# Double Creme Brie



## dragnlaw (Mar 23, 2014)

I have no aversion to purchasing a stores' own brand of products.  I try them and if I like them.. fine!  If not liked, they are still usually OK, I finish and then go back to the other brands.  No big deal, gotta try them.

this week I purchased a "President's Choice" Double Creme Brie.  This is Canada's largest food retailer, so think in terms of - Loblaws, Loblaw Great Food, Dominion, No Frills, Real Canadian Superstore, Provigo, Extra Foods, Your Independent Grocer, Atlantic Superstore, Zehrs Markets, Valu-mart, and Fortinos. (CEO Galen attended Will & Kate's wedding).

They have a few products I like, some not so great but edible, others indistinguishable from other big name products.  I had no problem purchasing this cheese.

It was/is the most disgusting piece of rubbish I have ever had the misfortune to put in my mouth.  Nothing can save this.  Rubber, no taste, even heated in the micro.  Actually stuck to the side of the dish and after soaking still had to use a knife to scrap it off!

Not even sure I will feed it to the chickens - which is where a lot of my cast offs go.  

$7.00 for 200 g (7 oz.)  pituii, pah, phuieeee


----------



## PrincessFiona60 (Mar 23, 2014)

Oh, that is too bad...I love a good brie and pear tart!


----------



## taxlady (Mar 23, 2014)

Is it my imagination or are President's Choice products going downhill?
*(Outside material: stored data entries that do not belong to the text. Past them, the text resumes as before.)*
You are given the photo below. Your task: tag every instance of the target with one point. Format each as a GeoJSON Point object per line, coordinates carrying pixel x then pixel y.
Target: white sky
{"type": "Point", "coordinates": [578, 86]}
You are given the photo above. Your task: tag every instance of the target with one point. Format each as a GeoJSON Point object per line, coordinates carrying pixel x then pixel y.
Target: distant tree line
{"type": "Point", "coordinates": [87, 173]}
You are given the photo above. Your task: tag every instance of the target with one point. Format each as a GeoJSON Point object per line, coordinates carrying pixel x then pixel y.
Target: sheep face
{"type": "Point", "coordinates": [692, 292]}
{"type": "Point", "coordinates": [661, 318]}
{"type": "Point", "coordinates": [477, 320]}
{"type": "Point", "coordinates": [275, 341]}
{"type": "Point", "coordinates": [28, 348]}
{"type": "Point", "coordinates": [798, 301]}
They used to have really good meatballs in their freezer section. Then they started putting all kinds of crap in them.

I have had bad Brie and Camembert at a number of West Island stores. In fact, the only good stuff I have gotten is from Mourelatos. I mentioned it to someone working near the cheese and it turned out to be the owner. Cheese is his special love and he takes good care of the cheeses.


----------



## Rocket_J_Dawg (Mar 24, 2014)

taxlady said:


> Is it my imagination or are President's Choice products going downhill? They used to have really good meatballs in their freezer section. Then they started putting all kinds of crap in them.
> 
> I have had bad Brie and Camembert at a number of West Island stores. In fact, the only good stuff I have gotten is from Mourelatos. I mentioned it to someone working near the cheese and it turned out to be the owner. Cheese is his special love and he takes good care of the cheeses.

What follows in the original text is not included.